Implementation of the Relative Entropy-based Phrase table filtering algorithm by Wang Ling (Ling et al, 2012).
This implementation also calculates the significance scores for the phrase tables based on the Fisher's Test(Johnson et al, 2007). Uses a slightly modified version of the "sigtest-filter" by Chris Dyer.
-------BUILD INSTRUCTIONS-------
1 - Build the sigtest-filter binary
1.1 - Download and build SALM available at http://projectile.sv.cmu.edu/research/public/tools/salm/salm.htm
1.2 - Run "make SALMDIR=<path_to_salm>" in "<path_to_moses>/contrib/relent-filter/sigtest-filter" to create the executable filter-pt
2 - Build moses project by running "./bjam <options>", this will create the executables for relent filtering
-------USAGE INSTRUCTIONS-------
Required files:
s_train - source training file
t_train - target training file
moses_ini - path to the moses configuration file ( after tuning )
pruning_binaries - path to the relent pruning binaries ( should be "<path_to_moses>/bin" )
pruning_scripts - path to the relent pruning scripts ( should be "<path_to_moses>/contrib/relent-filter/scripts" )
sigbin - path to the sigtest filter binaries ( should be "<path_to_moses>/contrib/relent-filter/sigtest-filter" )
output_dir - path to write the output
1 - build suffix arrays for the source and target parallel training data
1.1 - run "<path to salm>/Bin/Linux/Index/IndexSA.O32 <s_train>" (or IndexSA.O64)
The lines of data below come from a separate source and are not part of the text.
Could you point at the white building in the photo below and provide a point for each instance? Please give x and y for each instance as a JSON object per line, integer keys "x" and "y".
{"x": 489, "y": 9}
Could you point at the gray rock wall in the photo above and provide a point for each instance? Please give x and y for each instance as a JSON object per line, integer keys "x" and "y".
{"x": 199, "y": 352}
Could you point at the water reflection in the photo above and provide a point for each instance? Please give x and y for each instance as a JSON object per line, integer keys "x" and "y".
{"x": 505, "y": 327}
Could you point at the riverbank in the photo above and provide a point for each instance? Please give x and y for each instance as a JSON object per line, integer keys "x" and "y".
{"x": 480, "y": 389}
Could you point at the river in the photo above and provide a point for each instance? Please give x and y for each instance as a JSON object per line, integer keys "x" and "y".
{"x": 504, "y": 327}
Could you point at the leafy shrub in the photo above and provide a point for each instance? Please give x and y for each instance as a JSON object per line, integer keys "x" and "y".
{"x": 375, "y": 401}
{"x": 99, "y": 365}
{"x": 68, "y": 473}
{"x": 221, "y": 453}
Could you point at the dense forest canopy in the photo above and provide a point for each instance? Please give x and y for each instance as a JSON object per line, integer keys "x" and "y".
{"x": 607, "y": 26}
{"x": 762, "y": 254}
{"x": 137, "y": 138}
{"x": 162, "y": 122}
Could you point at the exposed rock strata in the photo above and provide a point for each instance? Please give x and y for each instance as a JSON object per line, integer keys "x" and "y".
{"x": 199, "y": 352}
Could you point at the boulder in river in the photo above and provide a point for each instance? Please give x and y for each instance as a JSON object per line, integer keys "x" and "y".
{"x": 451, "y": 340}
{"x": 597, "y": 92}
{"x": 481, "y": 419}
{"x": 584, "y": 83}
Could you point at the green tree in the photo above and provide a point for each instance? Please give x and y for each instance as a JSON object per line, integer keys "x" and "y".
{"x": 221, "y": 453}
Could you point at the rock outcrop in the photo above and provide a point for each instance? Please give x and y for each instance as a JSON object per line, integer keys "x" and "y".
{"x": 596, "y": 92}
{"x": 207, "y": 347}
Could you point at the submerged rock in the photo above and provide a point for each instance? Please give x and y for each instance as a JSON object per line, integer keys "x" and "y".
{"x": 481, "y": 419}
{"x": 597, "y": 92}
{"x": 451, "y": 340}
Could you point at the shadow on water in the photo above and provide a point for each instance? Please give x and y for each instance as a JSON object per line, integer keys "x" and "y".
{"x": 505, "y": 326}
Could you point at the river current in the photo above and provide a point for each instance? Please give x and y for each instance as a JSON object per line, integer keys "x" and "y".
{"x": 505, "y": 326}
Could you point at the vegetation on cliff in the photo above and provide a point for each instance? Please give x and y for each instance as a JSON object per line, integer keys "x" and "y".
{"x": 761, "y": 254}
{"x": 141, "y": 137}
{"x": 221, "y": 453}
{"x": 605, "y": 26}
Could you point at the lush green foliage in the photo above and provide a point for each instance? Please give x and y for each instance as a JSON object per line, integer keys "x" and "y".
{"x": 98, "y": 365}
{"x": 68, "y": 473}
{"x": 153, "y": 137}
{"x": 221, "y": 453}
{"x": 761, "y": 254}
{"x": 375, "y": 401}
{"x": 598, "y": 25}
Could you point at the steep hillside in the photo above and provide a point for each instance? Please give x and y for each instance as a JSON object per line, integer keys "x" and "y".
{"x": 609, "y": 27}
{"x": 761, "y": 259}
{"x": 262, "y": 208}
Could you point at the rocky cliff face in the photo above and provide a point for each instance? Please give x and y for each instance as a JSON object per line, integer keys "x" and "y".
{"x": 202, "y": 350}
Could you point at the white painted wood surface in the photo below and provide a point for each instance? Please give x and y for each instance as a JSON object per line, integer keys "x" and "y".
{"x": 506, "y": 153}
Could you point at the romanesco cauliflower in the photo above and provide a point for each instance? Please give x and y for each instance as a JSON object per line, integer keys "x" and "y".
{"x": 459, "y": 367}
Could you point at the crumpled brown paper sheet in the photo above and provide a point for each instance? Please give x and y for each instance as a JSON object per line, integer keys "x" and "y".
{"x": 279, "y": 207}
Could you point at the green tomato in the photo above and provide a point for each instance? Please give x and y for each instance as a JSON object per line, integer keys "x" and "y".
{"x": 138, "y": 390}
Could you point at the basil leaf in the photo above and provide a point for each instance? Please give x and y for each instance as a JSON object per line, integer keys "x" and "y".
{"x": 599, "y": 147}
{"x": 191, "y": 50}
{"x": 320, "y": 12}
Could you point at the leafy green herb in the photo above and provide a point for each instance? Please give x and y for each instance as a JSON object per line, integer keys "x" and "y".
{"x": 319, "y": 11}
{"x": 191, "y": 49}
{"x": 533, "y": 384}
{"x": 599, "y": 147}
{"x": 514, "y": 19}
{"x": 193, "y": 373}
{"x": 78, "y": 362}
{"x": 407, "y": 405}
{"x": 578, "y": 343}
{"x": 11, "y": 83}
1.2 - run "<path to salm>/Bin/Linux/Index/IndexSA.O32 <t_train>" (or IndexSA.O64)
Step 2 requires the forced decoding of the whole set of phrase pairs in the table, so unless you test it on a small corpora, it usually requires large amounts of time to process.
Thus, we recommend users to run multiple instances of "<pruning_scripts>/calcPruningScores.pl" in parallel to process different parts of the phrase table.